This is a selection from my article “Habits of Goodness: How We Come To Be Virtuous Without Moral Laws.”. It was published recently in the Cambridge University Press Anthology “Habits: Pragmatist Approaches from Cognitive Science, Neuroscience, and Social Theory. The rest of the article contains the Neuroscience and Neurophilosophy used to justify this view of ethics. The complete article is available at https://www.academia.edu/45142978/Habits_of_Goodness_How_We_Come_to_be_Virtuous_Without_Moral_Laws
All belief systems, both factual and moral, go through periods of crisis, which lead to revolutions, then resolve into new ideas of what is normal and proper. We are in such a crisis now, caused by the rise of substantial numbers of people from underprivileged groups into positions of influence and power. These newly influential people are still underrepresented, and they are still subject to injustices not experienced by their traditionally privileged colleagues. Nor are these positions of power necessarily at the top of every food chain.
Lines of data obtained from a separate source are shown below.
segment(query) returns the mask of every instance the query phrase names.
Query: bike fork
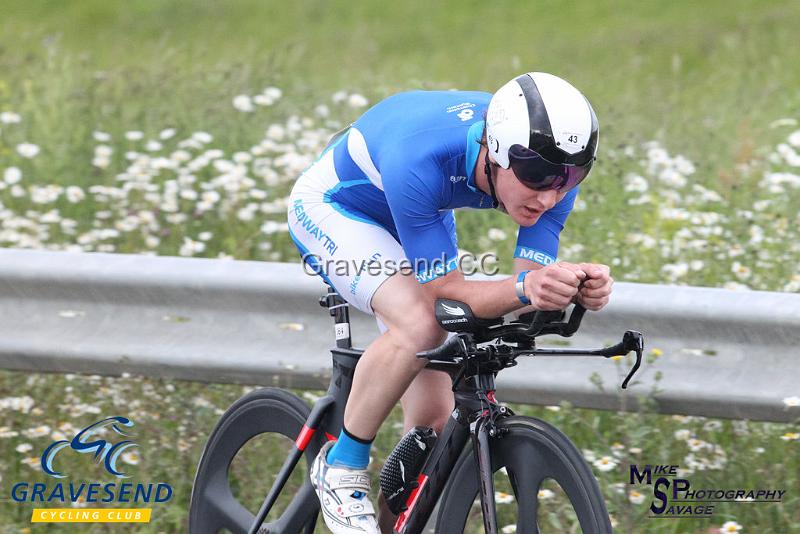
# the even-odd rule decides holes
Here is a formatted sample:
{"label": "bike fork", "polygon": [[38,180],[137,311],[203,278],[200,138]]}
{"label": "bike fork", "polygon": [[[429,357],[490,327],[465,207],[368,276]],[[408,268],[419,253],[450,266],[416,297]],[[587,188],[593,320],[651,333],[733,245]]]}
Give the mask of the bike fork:
{"label": "bike fork", "polygon": [[283,486],[286,484],[286,481],[289,480],[289,475],[292,474],[297,462],[303,456],[303,452],[305,452],[309,441],[311,441],[314,432],[319,427],[322,417],[334,402],[335,399],[333,397],[325,396],[319,399],[314,405],[314,408],[308,415],[306,424],[303,425],[300,435],[297,437],[297,440],[295,440],[295,445],[291,454],[289,454],[289,456],[286,458],[286,461],[283,462],[283,466],[281,466],[281,470],[278,472],[278,476],[275,479],[275,482],[272,484],[272,487],[267,494],[267,498],[264,499],[264,504],[262,504],[261,508],[258,510],[256,519],[250,526],[248,534],[256,534],[258,529],[261,527],[261,524],[264,523],[264,520],[267,518],[267,514],[269,514],[272,505],[274,505],[275,501],[278,500],[278,495],[280,495],[281,491],[283,490]]}
{"label": "bike fork", "polygon": [[473,423],[472,450],[475,465],[478,467],[478,485],[483,512],[483,527],[486,534],[497,534],[497,509],[494,501],[494,480],[492,457],[489,449],[489,429],[491,419],[480,417]]}

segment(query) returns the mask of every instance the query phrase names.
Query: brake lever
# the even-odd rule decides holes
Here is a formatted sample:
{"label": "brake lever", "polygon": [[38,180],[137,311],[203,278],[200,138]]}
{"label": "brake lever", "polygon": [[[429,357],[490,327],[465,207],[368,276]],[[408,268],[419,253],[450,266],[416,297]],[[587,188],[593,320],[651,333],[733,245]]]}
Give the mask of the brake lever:
{"label": "brake lever", "polygon": [[606,358],[612,356],[625,356],[631,351],[636,351],[636,361],[628,372],[628,376],[622,381],[622,389],[628,389],[628,382],[631,381],[633,375],[639,370],[642,365],[642,354],[644,353],[644,336],[641,332],[636,330],[628,330],[622,336],[622,341],[611,347],[606,347],[600,351],[600,354]]}
{"label": "brake lever", "polygon": [[635,330],[628,330],[625,332],[625,335],[622,337],[622,345],[623,349],[625,350],[625,354],[628,354],[630,351],[636,351],[636,361],[631,367],[631,370],[628,372],[628,376],[625,377],[625,380],[622,381],[622,389],[628,388],[628,382],[631,381],[633,375],[636,374],[636,371],[639,370],[639,367],[642,365],[642,353],[644,352],[644,336],[641,332],[637,332]]}

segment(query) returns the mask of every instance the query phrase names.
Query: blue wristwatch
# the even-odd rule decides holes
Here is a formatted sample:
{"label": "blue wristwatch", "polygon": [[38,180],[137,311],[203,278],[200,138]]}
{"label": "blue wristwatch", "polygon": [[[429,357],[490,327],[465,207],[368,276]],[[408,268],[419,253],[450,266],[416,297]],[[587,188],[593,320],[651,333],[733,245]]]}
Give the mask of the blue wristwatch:
{"label": "blue wristwatch", "polygon": [[531,303],[531,299],[525,296],[525,275],[528,274],[530,271],[522,271],[517,275],[517,284],[515,286],[517,290],[517,298],[519,301],[526,306]]}

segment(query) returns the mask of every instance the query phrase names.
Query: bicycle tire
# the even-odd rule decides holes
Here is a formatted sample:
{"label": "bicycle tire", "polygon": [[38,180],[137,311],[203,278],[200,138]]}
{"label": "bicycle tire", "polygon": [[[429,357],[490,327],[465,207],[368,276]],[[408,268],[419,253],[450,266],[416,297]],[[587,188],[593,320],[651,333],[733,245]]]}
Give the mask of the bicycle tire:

Nevertheless, it is commonplace now for members of formerly privileged groups to have colleagues and bosses who are members of formerly underprivileged groups. The latter have thus justifiably decided that they are now in a position to demand that we reconfigure our ethics to accommodate their perspectives and feelings.
When the first underprivileged managed to work their way into the corridors of power , the most sensible strategy for them was to learn how to behave “normally” i.e. in ways that privileged people are comfortable with. Now, however, the underprivileged rightly feel that they have become the new normal, which should therefore now be defined by what they are comfortable with. Consequently, those of us born into privilege are discovering that things we used to do or say are experienced by the underprivileged as racist, or sexist, or microagressive, or just plain insensitive. Then something like the following dialogue begins:
Privileged: But we’ve always said or done that.
Underprivileged: And we’ve always hated it.“
P: There is nothing intrinsically bad about what I said or did. You misinterpreted my intention.
U: Why is my interpretation a misinterpretation? Because you have the privilege to define these interpretations? I have a right to (help) decide what the correct interpretation is.